[mpi3-ft] Notes from 15 Jan. 2008 Meeting

Tue Jan 22 08:46:30 CST 2008

Last week Rich asked me to take some notes from the MPI Forum  
discussion on dynamic process/fault tolerance. Those notes are enclosed.

--Josh

-------------------
MPI Forum 3.0 Dynamic Process/Fault Tolerance Working Group
Brief Notes from Jan. 15, 2008 Meeting - Chicago, IL
Chapter Coordinator: Rich Graham
Notes taken by Josh Hursey

* May have to describe the state of a function across a failure (and  
possible recovery) for all MPI functions and failure scenarios

* May want to consider proposing a suggestion for implementation:
   - i.e.: An MPI implementation does not need to do X, but if it does  
decide to support X then we recommend the following as a way of  
implementing it.

* Provide support for some class (or subset) of recovery mechanisms  
that may be able to be built on top of an MPI implementation of the  
MPI 3.0 standard.

* Replication techniques should be added to the (presented) list of  
possible recovery techniques to consider supporting.
   - Question: Does considering replication techniques undermine the  
HPC target community of the MPI standard.
   - MPI interface should allow for this, maybe as an opt'in  
functionality.

* An interface to easily piggyback data on point-to-point (and maybe  
collective) messages would help support some high level checkpoint/ 
restart techniques.

* Should we expose to the application the fault recovery mechanism  
used? (i.e., Network path failover)
   - As a notification once complete?
   - Or as a request to authorize the recovery mechanism before it  
executes?

* Some users have expressed an interest in having an explicit  
checkpoint function to identify 'good' times in the code execution to  
checkpoint. Ideally when the checkpoint state is minimal.
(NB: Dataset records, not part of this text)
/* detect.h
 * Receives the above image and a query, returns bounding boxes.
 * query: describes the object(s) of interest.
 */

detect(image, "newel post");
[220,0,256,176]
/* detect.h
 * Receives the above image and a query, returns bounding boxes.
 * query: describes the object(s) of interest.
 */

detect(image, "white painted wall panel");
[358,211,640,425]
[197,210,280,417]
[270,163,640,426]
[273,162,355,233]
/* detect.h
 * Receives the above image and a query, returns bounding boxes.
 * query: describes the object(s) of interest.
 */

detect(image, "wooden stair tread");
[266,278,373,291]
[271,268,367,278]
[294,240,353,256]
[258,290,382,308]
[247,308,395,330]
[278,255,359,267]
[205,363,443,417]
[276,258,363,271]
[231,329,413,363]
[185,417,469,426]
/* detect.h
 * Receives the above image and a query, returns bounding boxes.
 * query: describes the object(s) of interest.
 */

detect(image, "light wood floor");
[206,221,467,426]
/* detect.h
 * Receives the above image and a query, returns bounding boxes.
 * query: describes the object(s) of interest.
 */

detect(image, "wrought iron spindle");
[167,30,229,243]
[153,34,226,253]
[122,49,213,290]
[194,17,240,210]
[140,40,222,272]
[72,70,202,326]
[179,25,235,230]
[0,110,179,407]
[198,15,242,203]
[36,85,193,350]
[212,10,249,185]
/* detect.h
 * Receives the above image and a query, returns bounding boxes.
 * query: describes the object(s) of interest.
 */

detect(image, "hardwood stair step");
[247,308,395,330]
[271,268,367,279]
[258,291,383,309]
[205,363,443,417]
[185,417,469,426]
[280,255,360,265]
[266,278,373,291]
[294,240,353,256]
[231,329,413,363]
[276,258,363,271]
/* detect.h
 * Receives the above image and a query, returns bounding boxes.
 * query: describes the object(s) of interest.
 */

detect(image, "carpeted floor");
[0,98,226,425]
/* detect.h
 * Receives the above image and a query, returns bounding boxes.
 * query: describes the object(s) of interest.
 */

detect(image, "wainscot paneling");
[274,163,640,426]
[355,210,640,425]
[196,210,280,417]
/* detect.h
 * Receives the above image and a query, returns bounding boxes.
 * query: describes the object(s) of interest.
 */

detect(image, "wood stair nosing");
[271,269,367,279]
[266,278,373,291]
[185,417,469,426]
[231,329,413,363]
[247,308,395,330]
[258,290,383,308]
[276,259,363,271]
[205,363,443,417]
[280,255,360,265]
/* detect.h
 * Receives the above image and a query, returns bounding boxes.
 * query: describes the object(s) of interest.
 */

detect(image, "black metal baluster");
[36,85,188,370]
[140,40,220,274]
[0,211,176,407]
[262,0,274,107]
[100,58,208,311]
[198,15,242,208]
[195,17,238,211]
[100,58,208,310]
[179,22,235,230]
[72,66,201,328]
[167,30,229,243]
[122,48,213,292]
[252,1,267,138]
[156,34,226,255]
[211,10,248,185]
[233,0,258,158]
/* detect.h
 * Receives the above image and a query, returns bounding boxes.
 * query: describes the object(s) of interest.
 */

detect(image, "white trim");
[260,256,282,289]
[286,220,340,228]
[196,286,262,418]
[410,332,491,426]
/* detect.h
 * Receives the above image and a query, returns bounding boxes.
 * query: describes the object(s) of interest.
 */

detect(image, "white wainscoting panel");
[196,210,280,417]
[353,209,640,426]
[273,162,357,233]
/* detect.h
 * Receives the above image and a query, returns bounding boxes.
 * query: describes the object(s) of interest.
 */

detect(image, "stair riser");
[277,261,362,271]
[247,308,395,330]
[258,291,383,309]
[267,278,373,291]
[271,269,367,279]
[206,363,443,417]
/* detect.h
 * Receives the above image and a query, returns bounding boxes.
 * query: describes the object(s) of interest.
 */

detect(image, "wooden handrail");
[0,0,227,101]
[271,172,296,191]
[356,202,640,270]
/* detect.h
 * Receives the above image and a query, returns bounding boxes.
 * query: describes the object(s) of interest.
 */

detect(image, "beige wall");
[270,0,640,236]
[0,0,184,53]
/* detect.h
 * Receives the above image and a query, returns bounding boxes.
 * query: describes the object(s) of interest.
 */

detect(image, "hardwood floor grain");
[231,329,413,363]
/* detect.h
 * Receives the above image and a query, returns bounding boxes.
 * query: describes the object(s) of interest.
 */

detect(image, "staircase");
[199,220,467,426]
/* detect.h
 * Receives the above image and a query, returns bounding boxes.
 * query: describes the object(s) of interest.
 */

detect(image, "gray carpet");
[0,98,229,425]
* Can we ask the MPI to save some internal state around a user level  
checkpoint operation such that on recovery MPI objects such as  
datatypes or communicators are automatically recreated for the user  
before the application resumes execution.

* Areas of MPI possibly affected by fault tolerance:
   - Communicators such as MPI_COMM_WORLD may change size.
   - MPI_Init/MPI_Finalize may need to called multiple times to  
support some recovery techniques.
   - MPI I/O needs to be looked at.
   - MPI Topology changes that may/will occur when a process failure  
and possible recovery occurs.

* Collective communication:
   - For some collectives a process can be in the collective or on  
either side of it, how do the semantics of the collective operation  
change in response to a failure/recovery operation.
   - Bcast, for example, may allow some processes to exit early  
providing some performance benefits. A fault tolerance semantic for  
Bcast may require a global synchronization at the end of the Bcast to  
ensure a two-phase commit of the effected buffers.
   - We could consider loosening the synchronization constraints such  
that the user could choose, via an MPI API, the level of confidence  
they require for a process to exit a collective call.
   - Maybe introduce the notion of epochs that can be started and  
ended to help in fault isolation.

* Use case: How can a user choose to enable or disable fault tolerance  
features?
   - Mostly implementation specific. (link time, compile time, ...)

* Could fault tolerance only apply to a subset of the MPI API for  
simplicity? For example, exclude collective communications or MPI I/O.

* It was stated that we should express that the fault tolerance MPI  
specification may not be able to provide guarantees about the  
stability of some data segments or operations effected by a fault, but  
that an MPI implementation will provide a stable enough environment to  
allow for post recovery.
   - This restriction should be explicitly stated in the standard text  
presented.

* In a failure scenario is the fault mode/error reported local or  
global to the communicator?

* Most people agree that this working group should step forward  
towards API changes to help support, but maybe not provide, fault  
tolerance.

* A mailing list will be created for this group, and will be posted to  
the mpi-21 listserv.